La Triple Frontière, entre Brésil, Argentine et Paraguay, un carrefour criminel de plus en plus emprunté

A l’embouchure des fleuves Paraná et Iguazú, trois villes se font face :  Ciudad del Este côté paraguayen, Foz do Iguaçu côté brésilien et Puerto Iguazú côté argentin. Ciudad del Este est la deuxième ville la plus peuplée du Paraguay ; il s’agit de la zone franche la plus étendue d’Amérique du Sud. Celle-ci attire des milliers de consommateurs brésiliens en quête de divers produits sur un marché où les contrefaçons sont nombreuses. Chaque année, les échanges se chiffrent à plusieurs milliards de dollars, ce qui fait de Ciudad del Este la troisième zone franche la plus active au monde, derrière Hong Kong et Miami.

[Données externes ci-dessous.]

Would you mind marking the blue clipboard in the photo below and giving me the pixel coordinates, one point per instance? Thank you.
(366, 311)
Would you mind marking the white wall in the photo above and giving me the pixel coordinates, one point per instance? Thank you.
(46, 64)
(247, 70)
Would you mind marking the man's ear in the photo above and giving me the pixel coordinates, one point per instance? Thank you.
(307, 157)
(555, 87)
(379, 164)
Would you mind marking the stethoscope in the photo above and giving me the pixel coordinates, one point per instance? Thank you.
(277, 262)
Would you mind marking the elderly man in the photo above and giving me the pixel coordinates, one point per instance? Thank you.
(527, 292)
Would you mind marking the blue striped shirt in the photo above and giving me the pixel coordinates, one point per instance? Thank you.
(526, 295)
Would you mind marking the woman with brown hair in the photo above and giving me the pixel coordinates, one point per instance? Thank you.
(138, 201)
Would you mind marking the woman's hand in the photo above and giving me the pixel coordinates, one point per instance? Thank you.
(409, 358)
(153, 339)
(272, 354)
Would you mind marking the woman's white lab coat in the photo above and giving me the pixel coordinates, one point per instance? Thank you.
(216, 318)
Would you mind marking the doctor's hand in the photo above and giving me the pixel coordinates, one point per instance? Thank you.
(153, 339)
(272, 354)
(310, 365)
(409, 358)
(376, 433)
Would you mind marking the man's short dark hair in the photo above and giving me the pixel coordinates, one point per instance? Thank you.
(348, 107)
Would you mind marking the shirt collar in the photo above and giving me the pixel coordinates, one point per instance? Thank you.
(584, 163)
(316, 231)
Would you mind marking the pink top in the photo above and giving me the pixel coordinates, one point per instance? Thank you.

Ces échanges très intenses ne cessent de croître, favorisés par la dynamique d’intégration commerciale et institutionnelle liée à la création du Mercosur en 1991 (Traité d’Asunción), dont les trois pays sont membres. Avec ses innombrables vendeurs de rue, ses magasins et ses centres commerciaux, Ciudad del Este a ainsi l’allure d’un gigantesque marché régional.

Mais ces villes sont au cœur de nombreux trafics. Les principales sources illégales de revenus sont la cocaïne, le cannabis, les opiacés, le trafic d’êtres humains, le vol, le trafic d’armes, la délinquance environnementale et les mines illégales, selon une enquête du site Insight Crime (2021). Une multitude d’organisations criminelles opère dans cette région appelée les “Nations unies du crime”. Parmi celles-ci, on compte des cartels colombiens, brésiliens, mexicains, mais aussi des membres d’organisations criminelles italiennes, turques, ukrainiennes, japonaises et des triades chinoises.

Outre les ponts, les échanges entre les rives des fleuves se font aussi sur des barges avec pour destination finale les ports du Brésil ou de l’Argentine vers l’océan Atlantique. La cocaïne, elle, cultivée au Pérou ou en Bolivie arrive dans la région de la Triple frontière soit par la route, soit par les airs dans de petits avions qui atterrissent dans des aéroports clandestins, soit sur l’un des cours d’eau de la sous-région. 

La drogue a pour destination l’Europe essentiellement. Dans l’édition 2023 de son rapport mondial sur la cocaïne, l’Office des Nations unies contre la drogue et le crime (ONUDC) présente cette voie d’eau comme le principal canal d’exportation des drogues vers le marché européen. Plusieurs réseaux opèrent dans la région avec en tête de lice le PCC brésilien, le Primer Comando da Capital qui serait à l’origine du « tsunami » de cocaïne qui a envahi l’Europe ces dernières années. 

Le manque de vigilance -contraint ou volontaire- des pouvoirs publics et des forces de sécurité (corruption à grande échelle) et leur manque de moyens permet au trafic de prospérer.  Ainsi, en 1996, les pays frontaliers ont mis en place une coordination douanière et policière chargée de lutter contre le crime organisé (accord de Puerto Iguazu). Mais cette coordination est rapidement apparue comme démunie face aux ressources des organisations criminelles.

En février 2025, l’Argentine et le Paraguay ont relancé leur coopération en matière de sécurité en signant la déclaration dite de Clorinda. L’implication des Etats-Unis dans le dossier – et la proximité entre les présidents Trump, Milei et Noboa – renforcent cette volonté de coopérer. 

Pour conclure, la Triple Frontière représente un défi pour les États riverains qui doivent coordonner leur action pour enrayer le trafic et ses causes sur le plan interne (pauvreté, corruption, manque d’accès à l’éducation et aux soins…).